# Heard a doozy today...



## Sprocket (Oct 4, 2011)

Drew stopped by his buddies house after work. He was telling him to save his duck carcasses for us, his friend asked why, Drew told him about our PMR diet for the dogs.

His friend says "oh I'll never give Roxy (his APBT) raw meat because I don't want her to ever taste blood, since she's a pitbull"

EL To the Oh to the eL!


----------



## Caty M (Aug 13, 2010)

Didn't you know pit bulls should only be fed a vegetarian diet so as to not snap on their owners, lock their jaws and go on a bloody killing rampage?


----------



## Sprocket (Oct 4, 2011)

Caty M said:


> Didn't you know pit bulls should only be fed a vegetarian diet so as to not snap on their owners, lock their jaws and go on a bloody killing rampage?

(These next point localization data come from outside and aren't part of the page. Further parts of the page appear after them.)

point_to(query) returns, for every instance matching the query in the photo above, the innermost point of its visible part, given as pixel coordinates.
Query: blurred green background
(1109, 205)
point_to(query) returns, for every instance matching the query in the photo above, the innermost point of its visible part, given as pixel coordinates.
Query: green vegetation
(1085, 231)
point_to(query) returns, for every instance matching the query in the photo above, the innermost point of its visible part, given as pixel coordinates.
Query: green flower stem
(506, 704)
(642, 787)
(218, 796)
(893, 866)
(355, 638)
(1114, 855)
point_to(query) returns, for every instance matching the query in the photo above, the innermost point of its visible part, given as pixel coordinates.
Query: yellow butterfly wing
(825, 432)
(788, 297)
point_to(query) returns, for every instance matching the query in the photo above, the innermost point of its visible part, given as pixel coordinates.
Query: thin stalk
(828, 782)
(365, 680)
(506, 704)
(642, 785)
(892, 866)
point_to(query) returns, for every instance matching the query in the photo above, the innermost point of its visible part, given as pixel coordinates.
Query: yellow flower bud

No I didn't know such a thing! Looks like Gunner will be getting chicken feed now :tongue: haha lmao


----------



## Maxy24 (Mar 5, 2011)

That's actually a really common myth about raw feeding, they taste blood and just go on a killing rampage, never heard it apply specifically to pit bulls though, sounds like the owners wary of his own dog. A lot of people also think if a dog tastes human flesh it'll start killing. We had a woman die and lie there for a few weeks, the pets started eating her. My friend figured they had to be put down because they had "tasted human flesh". Believe me, they know he difference between a living human they have to hunt down and a dead one rotting on the floor while they are starving to death.


----------



## chowder (Sep 7, 2008)

I guess I need to feed Rocky and Shade carrots only from now on (you know those Chow's and Rottie's will turn on you anyway). Come to think of it, Rocky did lick me with a little bit of extra enthusiasm last night and Shade gave me a spontaneous 'hug' and got paw prints all over my shirt. Maybe I should sleep with one eye open.


----------



## magicre (Apr 7, 2010)

Maxy24 said:


> That's actually a really common myth about raw feeding, they taste blood and just go on a killing rampage, never heard it apply specifically to pit bulls though, sounds like the owners wary of his own dog. A lot of people also think if a dog tastes human flesh it'll start killing. We had a woman die and lie there for a few weeks, the pets started eating her. My friend figured they had to be put down because they had "tasted human flesh". Believe me, they know he difference between a living human they have to hunt down and a dead one rotting on the floor while they are starving to death.


i know of this common myth. sad, really.

but it was a good laugh


----------



## pandaparade (Dec 29, 2010)

I love when people say these things. There was one guy who swore that the dog ate a squirrel and is now blood thirsty and ended up attacking three other dogs... I uh... I think that is a bad excuse! If I get a cut and bleed, my dog will try to lick it.. yet I have never feared I would wake up and see my dog gnawing on my leg... but perhaps he is PLOTTING.


----------



## Tobi (Mar 18, 2011)

:lol: ya.. great myth i love that one... especially when people are petting Tobi, and then they ask "wow he's so soft, what do you feed him?" and i say raw meats, mostly beef...

They back up... as if he's going to attack them, and they say, omg won't that make him mad tasting blood like that? :roll:


----------



## DoglovingSenior (Jun 26, 2011)

@Chowder-Hey, you have blood thirsty chows, stick with them. I'm the one with the Blood Thirsty Rottweilers! Anymore I just grin and SMH. <LOLOL>


----------



## sozzle (May 18, 2011)

ha ha ha I nearly fell off me chair at that one ha ha. Such bollocks.
Yeah I must admit I do worry about Stanley my bloodthirsty greyhound creeping around the house in the night, he might get the munchies and decide to have a chomp on my daughter's leg (well she would be pretty tender). 
Actually when I take him to her school and the little kids crowd around him which he doesn't mind I say "yeah he LOVES the taste of small children" so far none of them have believed me yet!!!..............if they only knew what we feed him?????????????????????????


----------